Relationships with male mentors may help adolescent boys learn when and how to rely on others in times of stress, according to research presented at APA's Annual Convention in Toronto.
A study presented by psychologist Renee Spencer, EdD, for example, found that the boys' relationships with supportive male mentors enabled them to be more open emotionally and, in some cases, seemed to contribute to the boys getting in less trouble at school.
"Decades of research have linked having one good relationship with an adult with all sorts of good outcomes for adolescents, but I was struck by how much of a role emotional support played in these relationships," said Spencer. "It really stood out."
Spencer interviewed twelve pairs of male adult and adolescent participants in a Big Brothers Association volunteer mentoring program both individually and as a pair. The pairs had been in a continuous, successful mentoring relationship for at least one year and all of the boys were without father-figures in their home, a prerequisite of the Big Brothers program.

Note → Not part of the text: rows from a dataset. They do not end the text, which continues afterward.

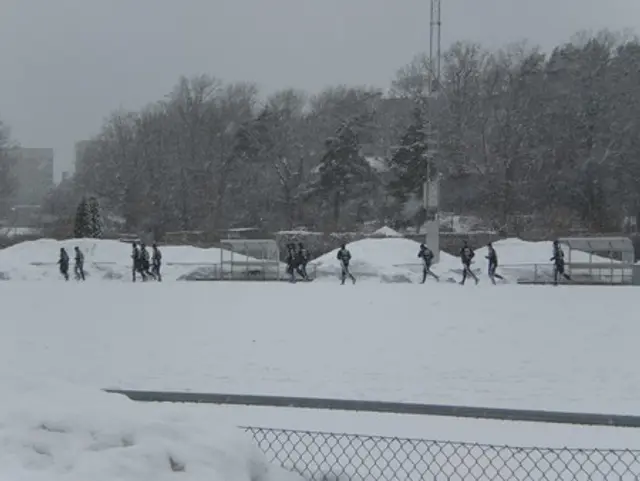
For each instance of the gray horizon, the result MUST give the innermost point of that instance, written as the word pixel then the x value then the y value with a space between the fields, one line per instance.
pixel 67 64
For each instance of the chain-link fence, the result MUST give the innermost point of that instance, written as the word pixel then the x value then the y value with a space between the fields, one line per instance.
pixel 341 457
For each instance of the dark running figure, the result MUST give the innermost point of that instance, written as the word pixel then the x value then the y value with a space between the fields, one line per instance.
pixel 426 255
pixel 136 268
pixel 302 259
pixel 558 263
pixel 466 255
pixel 493 264
pixel 63 262
pixel 291 262
pixel 79 264
pixel 145 263
pixel 344 256
pixel 156 262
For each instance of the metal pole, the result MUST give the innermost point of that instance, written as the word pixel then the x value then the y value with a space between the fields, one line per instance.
pixel 431 187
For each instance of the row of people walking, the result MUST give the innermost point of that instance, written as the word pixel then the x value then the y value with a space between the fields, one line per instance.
pixel 145 266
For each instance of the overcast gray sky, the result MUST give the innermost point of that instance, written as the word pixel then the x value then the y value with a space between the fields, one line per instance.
pixel 65 64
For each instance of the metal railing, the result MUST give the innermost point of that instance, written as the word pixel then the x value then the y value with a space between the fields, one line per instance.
pixel 351 457
pixel 581 273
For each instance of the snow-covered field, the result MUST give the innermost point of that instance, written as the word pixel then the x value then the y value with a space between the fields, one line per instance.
pixel 387 260
pixel 572 348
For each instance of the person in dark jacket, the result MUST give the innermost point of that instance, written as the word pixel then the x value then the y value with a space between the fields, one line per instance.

Contradicting previous research that suggests male relationships are centered on activity rather than emotional expression, Spencer found that the mentors tried to be emotionally available to the adolescents when they were engaged in shared activities. In turn, the boys reported feeling increased self-confidence and a greater ability to manage their emotions.
"The pairs really did develop close relationships, with emotional support as a central feature of those relationships," said Spencer. "Even if an adolescent wasn't actively reaching out, they reported that they counted on their mentor and felt like he was someone they could turn to."
While limited because of the small study group, the study does show that these same-sex mentoring relationships can provide an environment in which youth feel safe to share their emotions, she said.
The study was presented in conjunction with research by psychologist Judy Chu, PhD, on how masculinity affects boys' relationship development.
Chu observed and interviewed six four-year-old boys over two years to find out how boys may modify their behavior and self-expression in light of masculine norms in their interpersonal relationships. She found that while boys may learn to hide their relational capacities, they do not lose them as some previous research has concluded. In other words, while boys' relational capabilities may become more difficult to detect as they adapt to societal norms and pressures, she said, there is evidence that they continue to retain relational capabilities beyond early childhood.